Episerver Search & Navigation (A.K.A. Find) is a Cloud-based Enterprise Search solution that delivers enhanced relevance and powerful search functionality to websites. On Friday the 7th of August, 2020 we had an event impacting the functionality of the service in the EU Digital Experience Cloud region and following report describes additional details around the event.
Between 2020-08-07 12:28 UTC and 2020-08-07 15:20 UTC FIND Cluster EMEA04 experienced a service degradation.
What triggered the issue was a sudden increase of incoming bulk requests which caused high demand of memory. Graceful node restarts were performed to mitigate the incident as quickly as possible and the service was fully restored the same day at 15:20 UTC.
2020-08-07 12:28 UTC – First alert is triggered by monitoring system.
2020-08-07 12:29 UTC – Alert acknowledged and troubleshooting initiated.
2020-08-07 12:30 UTC – Rolling restarts are performed to mitigate high memory utilization.
2020-08-07 12:43 UTC – STATUSPAGE updated
2020-08-07 12:53 UTC – Yellow state, all primary shards allocated but not all replicas.
2020-08-07 13:32 UTC – Cluster is green and all shards allocated but re-balancing the shards.

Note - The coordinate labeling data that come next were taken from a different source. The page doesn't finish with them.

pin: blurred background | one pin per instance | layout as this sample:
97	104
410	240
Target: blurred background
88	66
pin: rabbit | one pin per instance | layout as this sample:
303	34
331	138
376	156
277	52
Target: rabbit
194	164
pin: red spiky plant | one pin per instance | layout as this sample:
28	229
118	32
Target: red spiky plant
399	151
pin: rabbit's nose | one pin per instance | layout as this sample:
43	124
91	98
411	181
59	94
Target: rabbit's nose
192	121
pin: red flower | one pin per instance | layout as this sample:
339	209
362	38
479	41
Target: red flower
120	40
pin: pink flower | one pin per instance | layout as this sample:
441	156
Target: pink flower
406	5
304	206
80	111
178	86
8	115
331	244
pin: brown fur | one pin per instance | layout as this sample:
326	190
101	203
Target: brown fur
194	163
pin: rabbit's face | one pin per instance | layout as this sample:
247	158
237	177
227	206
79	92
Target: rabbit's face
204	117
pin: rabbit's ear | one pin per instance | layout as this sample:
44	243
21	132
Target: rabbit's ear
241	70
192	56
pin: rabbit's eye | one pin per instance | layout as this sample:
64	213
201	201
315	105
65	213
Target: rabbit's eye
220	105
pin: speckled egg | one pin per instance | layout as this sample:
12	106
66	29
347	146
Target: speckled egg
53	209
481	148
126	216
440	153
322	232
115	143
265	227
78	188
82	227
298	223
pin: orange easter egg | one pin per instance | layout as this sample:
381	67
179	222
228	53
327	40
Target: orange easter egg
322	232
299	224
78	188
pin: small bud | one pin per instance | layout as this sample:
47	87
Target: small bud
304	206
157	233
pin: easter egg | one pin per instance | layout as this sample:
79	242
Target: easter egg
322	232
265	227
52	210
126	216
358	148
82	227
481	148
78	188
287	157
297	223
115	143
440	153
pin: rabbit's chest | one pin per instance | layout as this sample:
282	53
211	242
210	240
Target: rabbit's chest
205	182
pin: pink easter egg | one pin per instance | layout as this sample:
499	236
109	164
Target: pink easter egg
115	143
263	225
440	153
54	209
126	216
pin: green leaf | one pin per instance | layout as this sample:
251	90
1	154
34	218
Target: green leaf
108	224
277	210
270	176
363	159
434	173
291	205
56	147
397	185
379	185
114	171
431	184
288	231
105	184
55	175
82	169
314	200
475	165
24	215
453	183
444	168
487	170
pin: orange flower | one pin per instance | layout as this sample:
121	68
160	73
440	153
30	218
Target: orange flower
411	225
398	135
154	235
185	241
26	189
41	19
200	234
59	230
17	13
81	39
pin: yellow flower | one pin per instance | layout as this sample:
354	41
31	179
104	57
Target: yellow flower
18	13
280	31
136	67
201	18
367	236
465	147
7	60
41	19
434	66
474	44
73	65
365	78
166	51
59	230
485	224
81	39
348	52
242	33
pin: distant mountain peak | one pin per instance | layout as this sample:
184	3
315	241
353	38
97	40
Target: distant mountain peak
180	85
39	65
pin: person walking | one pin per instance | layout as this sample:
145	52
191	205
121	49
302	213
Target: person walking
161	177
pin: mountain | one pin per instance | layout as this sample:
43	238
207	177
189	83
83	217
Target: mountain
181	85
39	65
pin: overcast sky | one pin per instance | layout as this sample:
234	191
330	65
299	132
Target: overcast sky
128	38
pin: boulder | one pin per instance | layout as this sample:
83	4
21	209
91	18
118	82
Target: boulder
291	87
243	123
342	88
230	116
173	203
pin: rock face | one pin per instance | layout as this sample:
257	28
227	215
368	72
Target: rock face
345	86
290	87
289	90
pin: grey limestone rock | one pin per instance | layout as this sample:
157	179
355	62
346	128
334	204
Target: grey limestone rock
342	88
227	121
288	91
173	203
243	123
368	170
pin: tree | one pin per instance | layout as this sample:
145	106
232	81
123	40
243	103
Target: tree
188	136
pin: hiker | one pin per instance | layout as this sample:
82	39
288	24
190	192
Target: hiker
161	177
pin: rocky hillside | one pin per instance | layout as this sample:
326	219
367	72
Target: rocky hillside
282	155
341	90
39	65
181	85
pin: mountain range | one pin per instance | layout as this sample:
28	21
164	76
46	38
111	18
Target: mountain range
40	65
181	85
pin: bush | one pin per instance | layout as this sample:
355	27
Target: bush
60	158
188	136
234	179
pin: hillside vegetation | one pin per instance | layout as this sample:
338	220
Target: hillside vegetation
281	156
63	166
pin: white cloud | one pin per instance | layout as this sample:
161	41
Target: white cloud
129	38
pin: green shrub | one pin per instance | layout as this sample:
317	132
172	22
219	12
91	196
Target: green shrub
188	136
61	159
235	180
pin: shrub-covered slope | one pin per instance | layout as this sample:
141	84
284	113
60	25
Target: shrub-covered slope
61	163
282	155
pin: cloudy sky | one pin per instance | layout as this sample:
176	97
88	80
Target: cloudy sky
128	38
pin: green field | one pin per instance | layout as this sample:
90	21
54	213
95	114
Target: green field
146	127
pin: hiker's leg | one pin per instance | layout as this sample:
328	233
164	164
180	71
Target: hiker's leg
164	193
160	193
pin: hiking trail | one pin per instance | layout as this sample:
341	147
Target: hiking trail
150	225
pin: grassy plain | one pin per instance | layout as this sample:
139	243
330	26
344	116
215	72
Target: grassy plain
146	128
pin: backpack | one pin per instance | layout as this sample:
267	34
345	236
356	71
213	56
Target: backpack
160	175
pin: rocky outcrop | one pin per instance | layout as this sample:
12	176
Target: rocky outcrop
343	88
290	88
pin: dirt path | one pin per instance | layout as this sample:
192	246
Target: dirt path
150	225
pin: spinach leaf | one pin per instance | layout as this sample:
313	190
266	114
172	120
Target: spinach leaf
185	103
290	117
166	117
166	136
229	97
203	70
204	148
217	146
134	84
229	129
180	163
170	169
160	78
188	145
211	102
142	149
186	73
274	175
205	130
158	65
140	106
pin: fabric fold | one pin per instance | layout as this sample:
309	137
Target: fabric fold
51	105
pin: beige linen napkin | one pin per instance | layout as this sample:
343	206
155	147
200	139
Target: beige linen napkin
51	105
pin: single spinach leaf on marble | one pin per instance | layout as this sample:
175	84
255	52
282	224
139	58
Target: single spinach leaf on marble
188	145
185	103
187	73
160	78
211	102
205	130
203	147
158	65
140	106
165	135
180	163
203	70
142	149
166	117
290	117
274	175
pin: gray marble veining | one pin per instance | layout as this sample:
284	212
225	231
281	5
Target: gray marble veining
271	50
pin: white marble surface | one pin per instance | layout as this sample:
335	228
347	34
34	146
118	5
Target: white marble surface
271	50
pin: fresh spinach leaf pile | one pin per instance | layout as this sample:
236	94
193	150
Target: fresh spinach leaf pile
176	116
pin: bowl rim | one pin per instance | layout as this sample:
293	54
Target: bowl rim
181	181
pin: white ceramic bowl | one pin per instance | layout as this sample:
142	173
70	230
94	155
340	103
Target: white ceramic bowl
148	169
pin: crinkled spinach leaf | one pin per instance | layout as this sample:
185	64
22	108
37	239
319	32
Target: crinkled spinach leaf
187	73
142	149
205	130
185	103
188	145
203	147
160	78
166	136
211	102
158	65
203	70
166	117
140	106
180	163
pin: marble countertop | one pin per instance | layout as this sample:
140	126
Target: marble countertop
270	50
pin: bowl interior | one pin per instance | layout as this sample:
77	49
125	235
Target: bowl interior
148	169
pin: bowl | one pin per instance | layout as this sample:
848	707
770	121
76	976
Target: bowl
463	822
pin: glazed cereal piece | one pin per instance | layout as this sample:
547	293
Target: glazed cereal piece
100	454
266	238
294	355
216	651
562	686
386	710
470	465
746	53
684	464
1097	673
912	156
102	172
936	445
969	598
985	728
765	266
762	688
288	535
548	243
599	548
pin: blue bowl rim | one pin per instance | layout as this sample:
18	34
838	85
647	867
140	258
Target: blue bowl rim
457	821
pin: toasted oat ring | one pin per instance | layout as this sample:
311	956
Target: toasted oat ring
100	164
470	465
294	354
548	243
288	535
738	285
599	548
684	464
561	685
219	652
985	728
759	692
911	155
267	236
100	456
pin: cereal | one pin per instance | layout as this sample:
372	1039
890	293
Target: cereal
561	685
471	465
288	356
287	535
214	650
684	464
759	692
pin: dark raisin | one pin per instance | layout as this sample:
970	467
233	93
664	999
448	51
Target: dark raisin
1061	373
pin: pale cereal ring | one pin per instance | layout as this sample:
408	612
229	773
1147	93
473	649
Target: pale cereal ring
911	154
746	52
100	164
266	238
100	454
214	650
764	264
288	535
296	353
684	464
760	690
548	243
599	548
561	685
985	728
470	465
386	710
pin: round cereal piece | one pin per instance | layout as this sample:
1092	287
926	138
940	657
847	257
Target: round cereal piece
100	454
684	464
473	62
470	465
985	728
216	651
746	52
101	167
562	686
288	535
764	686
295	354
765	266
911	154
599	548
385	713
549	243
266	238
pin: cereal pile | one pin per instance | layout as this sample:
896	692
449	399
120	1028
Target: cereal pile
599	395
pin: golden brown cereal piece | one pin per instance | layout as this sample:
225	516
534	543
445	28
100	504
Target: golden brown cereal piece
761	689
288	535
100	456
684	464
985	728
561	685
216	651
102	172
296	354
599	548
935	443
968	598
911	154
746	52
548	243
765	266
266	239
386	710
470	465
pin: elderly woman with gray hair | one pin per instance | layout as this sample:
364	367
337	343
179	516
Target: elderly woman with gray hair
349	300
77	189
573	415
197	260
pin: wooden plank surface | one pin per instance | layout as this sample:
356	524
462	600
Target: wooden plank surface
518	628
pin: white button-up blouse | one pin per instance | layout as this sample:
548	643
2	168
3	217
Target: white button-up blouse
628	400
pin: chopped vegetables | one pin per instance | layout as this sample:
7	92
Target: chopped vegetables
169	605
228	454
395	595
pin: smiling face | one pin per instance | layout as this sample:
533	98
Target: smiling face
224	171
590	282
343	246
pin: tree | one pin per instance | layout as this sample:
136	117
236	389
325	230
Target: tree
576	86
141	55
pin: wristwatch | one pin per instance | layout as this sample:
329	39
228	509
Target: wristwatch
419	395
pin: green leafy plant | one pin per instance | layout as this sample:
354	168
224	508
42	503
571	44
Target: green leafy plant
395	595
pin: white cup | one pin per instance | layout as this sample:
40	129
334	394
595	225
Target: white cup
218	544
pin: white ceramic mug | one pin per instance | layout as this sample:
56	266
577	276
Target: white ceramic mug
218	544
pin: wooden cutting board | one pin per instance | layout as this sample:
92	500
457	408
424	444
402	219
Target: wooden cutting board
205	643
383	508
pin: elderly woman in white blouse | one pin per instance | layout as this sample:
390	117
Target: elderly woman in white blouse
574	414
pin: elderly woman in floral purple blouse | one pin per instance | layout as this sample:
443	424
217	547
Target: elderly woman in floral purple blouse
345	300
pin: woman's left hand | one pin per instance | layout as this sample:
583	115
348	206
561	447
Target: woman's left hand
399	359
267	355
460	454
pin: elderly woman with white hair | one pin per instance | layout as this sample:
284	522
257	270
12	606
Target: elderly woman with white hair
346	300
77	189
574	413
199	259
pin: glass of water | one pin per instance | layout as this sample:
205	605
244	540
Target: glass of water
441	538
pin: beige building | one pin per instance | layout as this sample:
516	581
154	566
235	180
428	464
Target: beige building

2020-08-07 15:20 UTC – Global monitoring system is reporting full functionality restored.
The cause of this incident was a sudden peak in JAVA heap memory consumption. Analysis identified that this was due to a high amount of bulk request towards the cluster which caused over-allocation of heap on the nodes and failed garbage collects. This creates failed queries on the node with high heap usage, and when that node is restarted the ElasticSearch primary shard being indexed to moves to another node and the scenario replays itself until the clusters internal shards have been re-balanced and service is fully operational.
During the event, requests to this FIND cluster would have seen network timeouts (5xx-errors), or slow response times when trying to connect.
Short-term mitigation
Long-term mitigation
We apologize for the impact to affected customers. Availability is of high priority for us and we have a strong commitment to delivering high availability for our Find service. We will continue to prioritize our efforts in proving to overcome these recent difficulties and will do everything we can to learn from the event to avoid a recurrence in the future.